It's traditionally mutual funds, heavily weighted two global products. Our global opportunity funds continue to have very large flows and some of our specialty products. Tom Callan and team have had an extraordinary record being with the top noted portfolio managers in the small cap... international small cap space for the last five years. We continue to see flows there. We still see a lot of flows in terms of our commodity-based products. And so, it's just... it’s specialty product that also with these global opportunity products.

Craig Siegenthaler - Credit Suisse

So I'm guessing a lot of those flows are also U.S. distributed not... well, I guess some of them are also European too, maybe you could talk about the mix there? And also, what's your view on target-date funds with your Department of Labor’s change in option last quarter?
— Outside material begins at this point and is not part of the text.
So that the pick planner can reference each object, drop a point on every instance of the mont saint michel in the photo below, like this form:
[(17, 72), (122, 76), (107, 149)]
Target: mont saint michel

Laurence D. Fink - Chairman and Chief Executive Officer

I'm not... I don't know if I could properly answer that question related to the issue. I know we've rolled out target-dated funds, but I can't tell you the specifics of what that... what the Departmental Of Labor issues and what does it mean for that. So I just don't want to comment on it. I could get one of my pros to call you offline, but I don't think I'm prepared to discuss the ramifications here. I'm getting the breakout between U.S. and International, hold on for a second, in terms of flows. International was $7.7 billion, U.S. was $9.8, and then you add the market decline, so it's pretty well mixed.

Craig Siegenthaler - Credit Suisse

And if I can just ask one more, the minority interest line items really declined two quarters here. I'm just wondering what JVs or investments make this up and why has the cash flow you are paying to minority owners been declining here?

Paul L. Audet - Chief Financial Officer and Head of Cash Management

Look, this is gross-up issues, so the non-operating income saw great declines too. This is any private equity related activities that we have to consolidate on our books and records. So you have a gross-up with respect to non-operating income and a gross-up with respect to minority interest. And the simple reason why they declined was as markets here have realigned a little bit a lot of the revenues that were being generated by our private equity related funds and/or real estate related activities has shown mark-to-market declines. Obviously, non-operating income comes down, but in many instances we have very minor ownership in terms of our investment in these underlying entities and therefore most of that increase or decrease is basically netted out as minority interest.

Craig Siegenthaler - Credit Suisse

All right, thanks a lot.

Operator

Your next question comes from Prashant Bhatia from Citigroup.

Laurence D. Fink - Chairman and Chief Executive Officer

How are you doing?

Prashant Bhatia - Citigroup

Hi. Just in terms of... we have seen some pretty big write-downs here by the major brokers on the structured product. I guess looking at some of the pension fund and other investment complexes, do you think they have taken appropriate marks as far as you can tell, a lot of these firms are your clients, do you think?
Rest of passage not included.